Two years ago, I graduated with my MBA from Harvard Business School. Even once I had made it to Harvard, I couldn't believe I was there. I come from a small town in rural North Carolina. My mom worked for herself, my grandparents for the U.S. Department of Agriculture and the local railroad (Norfolk Southern in those days). No one in my family even knew anyone that had gone to an Ivy League school. Yet there I was, surrounded by classmates from all over the globe.
What surprised me about my time there wasn't how much I learned—I went in expecting to learn a lot. What amazed me was how diverse the student body was and how strongly Harvard emphasized that we were to make a difference in the world.
The Wakeup Call
Inevitably, graduation neared. As it did, I began to hear the same story over and over again. I'd ask my classmates about their plans after business school and they would respond with some form of the same refrain: "Well, I'm very passionate about XYZ, but I plan to spend a few years in <insert high paying job> to first pay off my student debt."
I was dumbfounded.
People who supposedly had so many doors open to them were choosing not to walk through the ones they wanted because of their student debt. These decisions weren't resulting in just a delay of pursuing one's dream: student loans were changing entire life trajectories. After enough of these conversations, those student debt headlines became a reality for me.

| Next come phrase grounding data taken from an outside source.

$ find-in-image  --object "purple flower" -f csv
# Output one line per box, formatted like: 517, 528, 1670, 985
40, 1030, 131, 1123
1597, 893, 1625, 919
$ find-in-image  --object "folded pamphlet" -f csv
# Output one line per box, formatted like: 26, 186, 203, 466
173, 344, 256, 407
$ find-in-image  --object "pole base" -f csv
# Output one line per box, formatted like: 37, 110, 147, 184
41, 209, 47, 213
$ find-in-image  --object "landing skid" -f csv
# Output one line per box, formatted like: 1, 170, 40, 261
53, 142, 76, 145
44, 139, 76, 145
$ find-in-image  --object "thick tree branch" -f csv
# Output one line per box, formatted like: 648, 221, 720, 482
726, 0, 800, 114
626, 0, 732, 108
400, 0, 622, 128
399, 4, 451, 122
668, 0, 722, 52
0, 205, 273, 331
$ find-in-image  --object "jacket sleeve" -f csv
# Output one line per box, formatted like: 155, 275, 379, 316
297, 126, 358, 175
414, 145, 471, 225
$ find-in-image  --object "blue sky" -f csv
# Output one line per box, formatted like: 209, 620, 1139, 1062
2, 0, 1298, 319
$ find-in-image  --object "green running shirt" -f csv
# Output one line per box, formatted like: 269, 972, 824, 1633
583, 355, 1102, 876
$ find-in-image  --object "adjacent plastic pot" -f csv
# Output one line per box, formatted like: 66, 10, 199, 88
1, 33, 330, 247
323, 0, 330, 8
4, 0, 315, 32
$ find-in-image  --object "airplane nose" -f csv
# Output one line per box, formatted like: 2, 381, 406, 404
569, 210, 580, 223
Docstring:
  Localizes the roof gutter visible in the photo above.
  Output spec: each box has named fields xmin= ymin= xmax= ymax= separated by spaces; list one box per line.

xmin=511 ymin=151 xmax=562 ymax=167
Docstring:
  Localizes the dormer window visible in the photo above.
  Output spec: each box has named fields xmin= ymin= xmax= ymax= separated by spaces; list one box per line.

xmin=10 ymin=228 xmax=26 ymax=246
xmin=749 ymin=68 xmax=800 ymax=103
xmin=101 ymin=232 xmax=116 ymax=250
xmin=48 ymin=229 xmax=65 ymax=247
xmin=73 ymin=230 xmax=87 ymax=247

Almost on a daily basis we hear that student debt is reaching a crisis level in the United States. The numbers are so big ($1.5 trillion in loans outstanding, impacting some 44 million Americans), they don't seem tangible. But the crisis is real and the effects on people's lives is unmistakable. And it's not just for Harvard MBAs (which, let's be honest, have it pretty good overall)—it's everyone. It's the college student leaving school with a bachelor's degree, the same degree that cost more than 1,120% less in 1978 (yes, you read that right). It's the young professional who went back to school for a graduate degree, only to leave with six-figure debt and no path to home ownership. It's the parent who saved up for their child to go to school, but couldn't cover all the costs and ultimately took out loans against their 401(k).
Taking Action to Reduce Student Debt
The awakening I had through conversations with my classmates is how I came to join CommonBond on its CommonBond for Business team. Upon realizing the extent of the student loan crisis, I wanted to be part of the solution. After hearing David Klein, our CEO, speak at an event, I went up to him, introduced myself, and asked for a job. The rest, as they say, is history.
At CommonBond, I lead the Enterprise Sales team. On a daily basis, I speak with leaders at companies who want to reduce the burden of student debt on their employees. I'm helping companies launch student loan benefit programs so their employees can get out of debt sooner. One aspect of this role is listening to the stories of real people who can now afford to save for their first home, plan their wedding, or visit their families across the country because their employers are helping to relieve their student debt. Just last month, I heard the story of an employee who came to their HR leader crying (normally not a good sign). This person was crying tears of happiness and relief. Their employer had just launched our Employer Contribution program in which the company offers each employee a $100 monthly payment for student loans. That small amount brought someone to tears. It's empowering to be part of this.
I love my job. It's different from what I imagined I'd do after business school, but I believe I'm honoring the intention that was instilled in me at Harvard to do good in the world. I realize what I'm doing is just a small piece in addressing a big problem, but I also know that it makes a difference.